The aim of this study was to analyze changes in heart rate variability in the hours preceding cardiac death and just before its occurrence. Seventeen subjects aged 78.5 +/- 10 years, with advanced cardiac disease responsible for a reduction of left ventricular ejection fraction below 40%, died during Holter ECG recording.
Ten died of ventricular fibrillation, 5 of bradycardia and 2 of non-rhythmic causes.
General analysis of heart rate variability showed a decrease in all but 1 patient, the average standard deviation of normal RR intervals in subjects in sinus rhythm being 53 +/- 14 msec and the fractioned spectral power (low frequency/high frequency power) being 1 +/- .07.

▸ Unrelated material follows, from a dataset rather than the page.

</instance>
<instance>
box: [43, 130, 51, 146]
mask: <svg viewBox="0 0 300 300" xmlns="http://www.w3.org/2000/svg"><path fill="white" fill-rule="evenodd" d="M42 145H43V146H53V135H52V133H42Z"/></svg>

The change in heart rate variability did not allow prediction of the mechanism of death: the mean heart rate only increased before death in 3 of the patients with an ischaemic component in the hours before death, the indices of vagal tone were very low in the majority of patients and, just before death, a disequilibrium between the spectral powers with a sudden increase in LF/HF ratio of 10 of the 17 patients, irrespective of the cause of death, appeared.
In conclusion, a decrease in heart rate variability was observed in all cases but did not predict the mechanism of death. Just before death occurred, some patients, especially those with acute ischemia, showed a sudden change in the indices of heart rate variability indicating a terminal vaso-sympathetic disequilibrium.
The following abstract shows that after a MI, HRV can be used to estimate the possibility of subsequent sudden cardiac death.
Acta Univ Palacki Olomuc Fac Med 1998;141:69-73
Utility of short-term heart rate variability for prediction of sudden cardiac death after acute myocardial infarction.
Kautzner J, St'ovicek P, Anger Z, Savlikova J, Malik M
Department of Cardiology, Institute for Clinical and Experimental Medicine, Prague, Czech Republic.
Heart rate variability (HRV) computed from 24-hour ECG recording has been associated with an increased risk of malignant arrhythmias after MI. To make HRV analysis more practical, we evaluated prospectively prognostic role of short-term HRV in comparison with other risk stratifiers. Study population consisted of 48 patients with acute MI (mean age 59.6 +/- 10.6 years, 38 males), who were off betablockers. All patients underwent 30-minute ECG recording at supine rest on day 2 and 5 after admission, between 9 and 11 a.m. One ECG channel from a commercial bedside monitor was A/D converted, and subsequently analysed using a purpose-built interactive software. Short-term HRV was computed as the standard deviation of all normal-to-normal RR intervals (SDNN) as well as the square root of the mean of the sum of the squares of differences between adjacent normal RR intervals (rMSSD). Left ventricular ejection fraction (LVEF, in %) was determined using 2D-echocardiography. During one-year follow up, 5 patients (10.4%) died of sudden cardiac death (SCD) and one of non-cardiac death. Subjects who died of SCD presented with significantly lower SDNN parameter on day 5 (28.8 +/- 4.3 vs 39 +/- 18.4, p < 0.006) and similar trend was revealed for rMSSD (12.22.8 vs 24.321, N.S.). Similarly, LVEF was significantly decreased in these patients (35.4 +/- 5.5 vs 49.7 +/- 11.3, p < 0.007). Positive predictive accuracy for prediction of SCD was 17% for rMSSD, 20% for SDNN, 29% for LVEF, and 40% for combination of depressed SDNN (< or = 33 ms) and LVEF (< or = 40). In conclusion, depressed HRV computed from short-term predischarge ECG recordings obtained under standardised conditions is associated with an increased risk of SCD. Such predictive power is substantially increased in combination with depressed LVEF, and this approach seems to be effective as a simple screening method to identify high risk subjects.